PentAGI didn’t just flag potential issues — it autonomously crafted curl PoC requests and captured full request/response pairs as evidence for the three highest-priority unauthenticated vulnerabilities:

  1. Reflected XSS on /#/search?term — Injected a <script> tag via the search parameter to demonstrate arbitrary JavaScript execution.
  2. Backup File Disclosure at /ftp/backup.zip — Downloaded a backup archive containing source code and configuration data with a simple GET request.
  3. CORS Misconfiguration on /api/Products — Sent a request with a spoofed Origin: https://evil.com header and confirmed the server reflected it back, enabling cross-origin data exfiltration.

Each of these was marked VERIFIED in the priority targets table, with corresponding evidence files (*_request.txt and *_response.txt) saved under the evidence directory.

Reconnaissance Summary

During the recon phase, PentAGI fingerprinted the Juice Shop stack as Node.js / Express / Angular using WhatWeb, confirmed no WAF was present via wafw00f, and noted that full nmap -sV port scanning was limited by Docker’s raw socket restrictions — though it worked around this by falling back to HTTP header analysis.

Report Structure

The final report followed a professional penetration testing format with sections covering engagement scope and methodology, a reconnaissance summary referencing all saved artifacts, a vulnerability overview table, detailed write-ups for each of the 11 findings (including CVSS 3.1 vectors and scores, reproduction steps, and remediation advice), the verified exploits section with embedded PoC commands, an overall risk assessment with a prioritized remediation roadmap, and an appendix listing all tool versions used.

PentAGI also generated a final_validation.txt artifact confirming that all paths in the report resolved correctly, all evidence files were present, and the workspace was cleaned of placeholder scripts — ready for hand-off.

Key Takeaways

Even with a deliberately vague prompt, PentAGI produced a structured, methodical penetration test that followed industry-standard methodology. It autonomously installed tools, ran scans, analyzed results, and pivoted its approach based on what it found — all without any human guidance beyond the initial prompt.
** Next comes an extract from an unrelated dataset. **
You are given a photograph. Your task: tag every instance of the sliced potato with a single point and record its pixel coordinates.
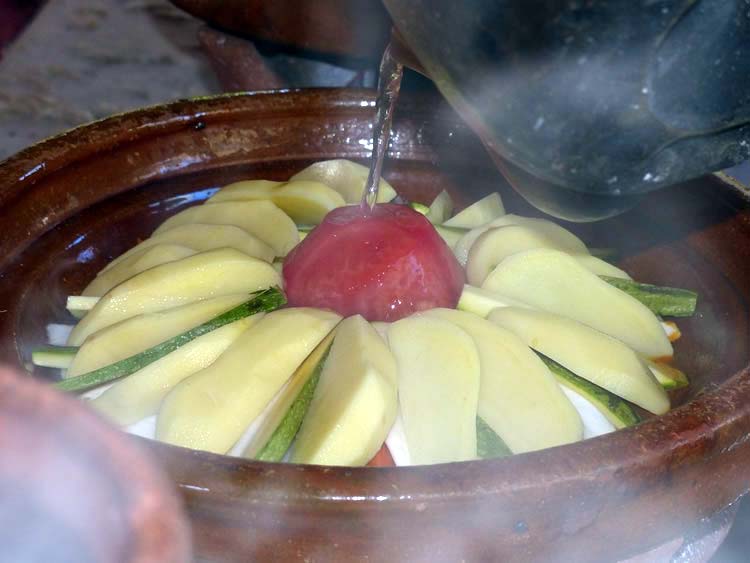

A few things worth noting for anyone looking to try this:

  • Prompt specificity matters. A more targeted prompt would produce fewer, more focused tasks. A broad prompt gives you breadth but takes longer and costs more in API calls.
  • Docker networking is the first hurdle. Getting your containers to talk to each other is the most likely friction point. Plan your network topology before you start.
  • Cost is minimal. At $1.39 for a comprehensive test, the barrier to experimentation is extremely low.
  • It’s a learning tool, too. Even if you’re not deeply experienced in penetration testing, reading through PentAGI’s task execution and reasoning gives you a solid understanding of methodology and technique.
  • The report is pretty good. PentAGI didn’t just dump raw scan output — it produced a structured penetration test report with CVSS scoring, reproduction steps, remediation advice, and verified PoCs with evidence. For a $1.39 API call, that level of documentation is remarkable.
  • Self-validation built in. PentAGI generated its own validation artifact (final_validation.txt) to confirm finding counts, evidence file presence, and path integrity before considering the engagement complete. It even cleaned up its own placeholder scripts — a level of housekeeping you don’t always see from human testers.